I should note that this book stands alone, but there are enough references to Mr. Mercedes that it's probably a good idea to read it first if you haven't already. I did - giving that one 5 stars - but long enough ago that I didn't even remember the names of the three "heroes" and even less about their actions in that story.
Those characters don't show up anywhere near the beginning here, though. After Morris kills Rothstein and steals the loot, he hides it in an old trunk that he buries under the roots of a tree near the house in which he grew up. Then, he ends up in jail for many years after being convicted of an entirely different crime. Meanwhile, the trunk and its contents are discovered by young Peter Saubers, who now lives with his mother, father and sister in Morris's old house. Since his parents desperately need money (his father was seriously injured when that Mercedes plowed through the crowd), Pete decides to surreptitiously mail the $20,000 or so he found to them in installments. Along the way, the young man also realizes that the old notebooks that were in the trunk may be worth far more than the cash.
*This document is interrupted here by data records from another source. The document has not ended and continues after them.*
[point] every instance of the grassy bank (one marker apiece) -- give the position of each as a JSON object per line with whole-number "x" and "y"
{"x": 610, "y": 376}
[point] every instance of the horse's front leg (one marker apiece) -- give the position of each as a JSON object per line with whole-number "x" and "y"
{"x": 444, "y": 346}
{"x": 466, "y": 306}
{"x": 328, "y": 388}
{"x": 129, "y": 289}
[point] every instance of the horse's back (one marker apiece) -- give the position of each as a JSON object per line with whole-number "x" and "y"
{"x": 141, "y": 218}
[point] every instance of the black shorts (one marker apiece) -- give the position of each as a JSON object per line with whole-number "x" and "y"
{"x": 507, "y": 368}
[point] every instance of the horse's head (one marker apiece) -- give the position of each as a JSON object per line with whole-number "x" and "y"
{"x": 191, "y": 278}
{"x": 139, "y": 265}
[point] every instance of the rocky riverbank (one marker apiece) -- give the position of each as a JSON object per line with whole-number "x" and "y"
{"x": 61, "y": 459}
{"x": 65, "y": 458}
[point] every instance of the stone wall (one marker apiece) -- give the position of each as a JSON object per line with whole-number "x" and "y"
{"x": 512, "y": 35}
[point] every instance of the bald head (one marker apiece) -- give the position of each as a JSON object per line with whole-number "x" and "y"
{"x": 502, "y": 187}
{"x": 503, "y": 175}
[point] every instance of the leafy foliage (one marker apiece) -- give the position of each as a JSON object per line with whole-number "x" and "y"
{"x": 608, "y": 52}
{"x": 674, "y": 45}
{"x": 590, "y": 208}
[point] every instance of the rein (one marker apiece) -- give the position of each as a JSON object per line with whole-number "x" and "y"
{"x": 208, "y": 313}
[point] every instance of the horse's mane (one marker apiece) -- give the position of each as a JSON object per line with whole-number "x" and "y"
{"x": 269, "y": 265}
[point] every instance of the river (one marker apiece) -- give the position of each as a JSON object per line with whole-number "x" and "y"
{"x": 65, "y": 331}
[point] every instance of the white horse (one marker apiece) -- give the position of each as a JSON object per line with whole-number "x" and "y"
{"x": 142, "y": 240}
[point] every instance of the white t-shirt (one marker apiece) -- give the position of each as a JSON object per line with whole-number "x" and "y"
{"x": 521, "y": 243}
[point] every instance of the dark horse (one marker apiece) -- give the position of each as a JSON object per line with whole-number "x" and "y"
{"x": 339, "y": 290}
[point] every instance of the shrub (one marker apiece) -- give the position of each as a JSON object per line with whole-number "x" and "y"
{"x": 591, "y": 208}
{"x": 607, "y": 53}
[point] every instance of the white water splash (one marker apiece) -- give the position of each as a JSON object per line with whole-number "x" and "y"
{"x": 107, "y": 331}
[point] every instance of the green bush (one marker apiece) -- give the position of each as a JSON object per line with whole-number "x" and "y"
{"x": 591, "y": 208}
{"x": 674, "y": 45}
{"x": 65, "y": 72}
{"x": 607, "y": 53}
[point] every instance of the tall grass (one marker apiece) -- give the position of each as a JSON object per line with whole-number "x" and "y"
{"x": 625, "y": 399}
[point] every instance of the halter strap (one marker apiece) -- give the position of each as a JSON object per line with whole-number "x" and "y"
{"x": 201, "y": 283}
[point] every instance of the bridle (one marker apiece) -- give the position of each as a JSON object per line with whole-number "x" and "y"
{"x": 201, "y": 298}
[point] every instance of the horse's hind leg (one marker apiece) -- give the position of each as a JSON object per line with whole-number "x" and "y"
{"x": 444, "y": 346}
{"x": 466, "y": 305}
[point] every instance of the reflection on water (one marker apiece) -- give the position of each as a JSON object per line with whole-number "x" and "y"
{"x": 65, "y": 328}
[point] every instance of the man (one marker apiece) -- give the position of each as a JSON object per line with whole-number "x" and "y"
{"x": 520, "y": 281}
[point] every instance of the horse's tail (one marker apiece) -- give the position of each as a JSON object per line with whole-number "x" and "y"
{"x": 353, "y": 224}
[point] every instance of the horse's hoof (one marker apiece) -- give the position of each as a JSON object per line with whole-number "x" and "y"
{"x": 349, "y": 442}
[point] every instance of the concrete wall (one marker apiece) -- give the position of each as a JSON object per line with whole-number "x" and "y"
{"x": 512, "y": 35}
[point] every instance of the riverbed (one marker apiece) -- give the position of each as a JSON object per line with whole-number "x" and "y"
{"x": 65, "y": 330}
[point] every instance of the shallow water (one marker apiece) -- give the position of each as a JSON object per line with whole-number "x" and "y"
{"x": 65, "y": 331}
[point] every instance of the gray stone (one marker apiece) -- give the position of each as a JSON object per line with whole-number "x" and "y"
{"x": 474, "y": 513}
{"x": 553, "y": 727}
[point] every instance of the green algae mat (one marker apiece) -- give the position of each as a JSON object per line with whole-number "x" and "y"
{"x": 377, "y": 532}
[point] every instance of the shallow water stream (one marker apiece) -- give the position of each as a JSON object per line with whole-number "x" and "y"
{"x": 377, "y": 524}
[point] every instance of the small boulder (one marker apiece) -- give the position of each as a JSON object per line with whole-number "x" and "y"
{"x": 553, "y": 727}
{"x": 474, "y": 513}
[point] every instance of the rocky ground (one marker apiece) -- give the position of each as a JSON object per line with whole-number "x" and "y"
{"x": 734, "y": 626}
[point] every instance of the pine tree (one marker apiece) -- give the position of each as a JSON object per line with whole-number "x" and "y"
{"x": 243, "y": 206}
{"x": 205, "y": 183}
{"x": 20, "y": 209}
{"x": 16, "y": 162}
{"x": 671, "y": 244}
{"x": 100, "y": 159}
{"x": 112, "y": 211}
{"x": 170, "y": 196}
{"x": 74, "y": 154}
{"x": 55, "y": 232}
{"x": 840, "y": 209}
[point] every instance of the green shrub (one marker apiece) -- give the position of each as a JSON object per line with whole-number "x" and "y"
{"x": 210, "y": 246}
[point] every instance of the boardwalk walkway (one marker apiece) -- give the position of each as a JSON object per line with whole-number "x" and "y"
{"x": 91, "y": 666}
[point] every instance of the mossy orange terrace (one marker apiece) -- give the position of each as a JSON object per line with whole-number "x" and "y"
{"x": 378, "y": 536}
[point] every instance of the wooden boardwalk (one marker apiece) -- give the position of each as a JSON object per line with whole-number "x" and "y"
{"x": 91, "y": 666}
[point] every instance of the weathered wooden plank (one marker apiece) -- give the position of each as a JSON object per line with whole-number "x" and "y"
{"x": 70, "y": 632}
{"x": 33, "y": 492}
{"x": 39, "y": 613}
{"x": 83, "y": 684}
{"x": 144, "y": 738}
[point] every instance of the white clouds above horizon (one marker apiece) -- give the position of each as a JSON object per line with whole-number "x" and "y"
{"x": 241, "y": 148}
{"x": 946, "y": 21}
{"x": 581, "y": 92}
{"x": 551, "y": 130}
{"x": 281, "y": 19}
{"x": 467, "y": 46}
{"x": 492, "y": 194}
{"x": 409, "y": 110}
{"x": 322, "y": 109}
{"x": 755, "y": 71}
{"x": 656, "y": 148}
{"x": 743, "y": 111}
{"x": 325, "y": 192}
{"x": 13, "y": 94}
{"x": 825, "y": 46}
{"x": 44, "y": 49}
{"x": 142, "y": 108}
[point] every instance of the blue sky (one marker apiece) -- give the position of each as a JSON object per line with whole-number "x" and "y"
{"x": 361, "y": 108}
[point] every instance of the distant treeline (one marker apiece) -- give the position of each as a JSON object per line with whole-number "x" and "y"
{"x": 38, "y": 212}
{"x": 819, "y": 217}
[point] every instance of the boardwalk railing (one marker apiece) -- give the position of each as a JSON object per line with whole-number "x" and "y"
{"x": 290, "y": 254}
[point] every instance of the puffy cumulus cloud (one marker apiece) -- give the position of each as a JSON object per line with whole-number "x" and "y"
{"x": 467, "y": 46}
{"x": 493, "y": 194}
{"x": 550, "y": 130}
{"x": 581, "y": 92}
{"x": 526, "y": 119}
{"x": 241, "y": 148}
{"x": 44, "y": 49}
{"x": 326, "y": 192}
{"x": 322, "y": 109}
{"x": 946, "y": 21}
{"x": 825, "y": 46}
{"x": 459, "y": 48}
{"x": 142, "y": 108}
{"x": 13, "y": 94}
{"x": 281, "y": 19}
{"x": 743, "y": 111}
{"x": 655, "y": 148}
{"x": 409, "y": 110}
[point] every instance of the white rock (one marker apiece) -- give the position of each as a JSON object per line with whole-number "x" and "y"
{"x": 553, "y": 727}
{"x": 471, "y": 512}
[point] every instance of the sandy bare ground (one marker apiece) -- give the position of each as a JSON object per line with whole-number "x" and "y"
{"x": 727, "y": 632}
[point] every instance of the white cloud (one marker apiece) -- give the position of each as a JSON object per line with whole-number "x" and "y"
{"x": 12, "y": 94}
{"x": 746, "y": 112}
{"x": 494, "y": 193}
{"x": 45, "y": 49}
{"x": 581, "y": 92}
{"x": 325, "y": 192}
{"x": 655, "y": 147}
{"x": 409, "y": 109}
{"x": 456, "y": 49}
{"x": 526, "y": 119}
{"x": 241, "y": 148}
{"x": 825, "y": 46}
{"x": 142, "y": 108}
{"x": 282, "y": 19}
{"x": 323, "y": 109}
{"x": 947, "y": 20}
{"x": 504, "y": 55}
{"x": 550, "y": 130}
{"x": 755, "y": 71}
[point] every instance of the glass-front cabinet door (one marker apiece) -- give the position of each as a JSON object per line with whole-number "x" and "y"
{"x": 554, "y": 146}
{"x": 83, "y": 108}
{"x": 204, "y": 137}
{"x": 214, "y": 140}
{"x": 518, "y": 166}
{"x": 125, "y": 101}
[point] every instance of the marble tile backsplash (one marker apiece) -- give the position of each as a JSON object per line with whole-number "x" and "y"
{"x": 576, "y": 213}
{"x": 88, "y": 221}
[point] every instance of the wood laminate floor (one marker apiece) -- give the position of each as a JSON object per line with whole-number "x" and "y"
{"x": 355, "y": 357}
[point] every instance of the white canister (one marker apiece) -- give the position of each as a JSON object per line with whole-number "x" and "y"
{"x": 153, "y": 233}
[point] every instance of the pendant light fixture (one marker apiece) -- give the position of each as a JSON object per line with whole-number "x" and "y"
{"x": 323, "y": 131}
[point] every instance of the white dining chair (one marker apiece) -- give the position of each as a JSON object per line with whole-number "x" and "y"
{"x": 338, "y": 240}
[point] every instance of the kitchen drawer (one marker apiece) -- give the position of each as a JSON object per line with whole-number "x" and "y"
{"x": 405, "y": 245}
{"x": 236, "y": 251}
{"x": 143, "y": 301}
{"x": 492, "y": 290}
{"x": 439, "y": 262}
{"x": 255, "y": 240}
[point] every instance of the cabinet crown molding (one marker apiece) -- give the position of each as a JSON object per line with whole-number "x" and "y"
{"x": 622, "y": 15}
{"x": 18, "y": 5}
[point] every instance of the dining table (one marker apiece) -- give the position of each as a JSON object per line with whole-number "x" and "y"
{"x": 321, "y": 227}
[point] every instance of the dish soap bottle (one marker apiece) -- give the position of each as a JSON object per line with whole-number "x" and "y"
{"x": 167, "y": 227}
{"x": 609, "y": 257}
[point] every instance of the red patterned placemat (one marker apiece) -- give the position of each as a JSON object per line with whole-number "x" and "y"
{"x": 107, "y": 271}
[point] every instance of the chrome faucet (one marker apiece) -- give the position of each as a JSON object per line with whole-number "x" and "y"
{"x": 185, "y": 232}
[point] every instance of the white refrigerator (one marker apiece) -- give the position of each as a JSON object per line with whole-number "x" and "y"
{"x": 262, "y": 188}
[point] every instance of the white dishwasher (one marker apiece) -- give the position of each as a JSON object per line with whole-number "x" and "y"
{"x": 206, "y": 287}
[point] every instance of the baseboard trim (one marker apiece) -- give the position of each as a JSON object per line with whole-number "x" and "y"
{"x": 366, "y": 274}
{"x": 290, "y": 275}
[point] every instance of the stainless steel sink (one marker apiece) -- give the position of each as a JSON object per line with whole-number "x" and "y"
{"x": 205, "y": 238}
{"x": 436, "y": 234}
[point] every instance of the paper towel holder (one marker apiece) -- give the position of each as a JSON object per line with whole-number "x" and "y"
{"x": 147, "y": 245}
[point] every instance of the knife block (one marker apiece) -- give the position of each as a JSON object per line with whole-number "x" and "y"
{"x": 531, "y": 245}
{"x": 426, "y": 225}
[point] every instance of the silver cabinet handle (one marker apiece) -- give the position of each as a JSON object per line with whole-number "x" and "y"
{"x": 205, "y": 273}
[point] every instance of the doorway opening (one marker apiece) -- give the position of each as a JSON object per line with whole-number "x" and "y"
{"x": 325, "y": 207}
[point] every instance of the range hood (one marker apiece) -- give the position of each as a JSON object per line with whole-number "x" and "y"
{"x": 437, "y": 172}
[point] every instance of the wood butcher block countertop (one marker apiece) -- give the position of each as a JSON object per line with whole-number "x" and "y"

Of course, what can go wrong will, and in this case, it's that Morris gets an early release after 35 years in prison - and all he can think about is getting his hands on the notebooks over which he's obsessed for all those years. In fact, they're far more important than the money; could it be that author Rothstein has made Gold see the light and return to his wild-child ways, thus, in Morris's eyes, righting an egregious wrong?
But alas, once Morris digs up the old trunk, it's empty. From that point on, it's a race to see how it all plays out as Morris follows the trail, Pete tries to keep himself under the radar and his family safe and Hodges and his two young friends have a bumpy ride to the rescue. All the characters are well developed as are the details of how their lives intersect (sometimes in almost too much of a coincidence), but I must say I wasn't all that thrilled with the teenage Pete (nor, for that matter, his younger sister). I know they had to fend for themselves amid the trials and tribulations of their parents and are quite intelligent, but in many ways they seemed grown up far beyond their years - hence my actual rating of 4.5 stars even though I thoroughly enjoyed the book.
Finders Keepers by Stephen King (Scribner, June 2015); 448 pp.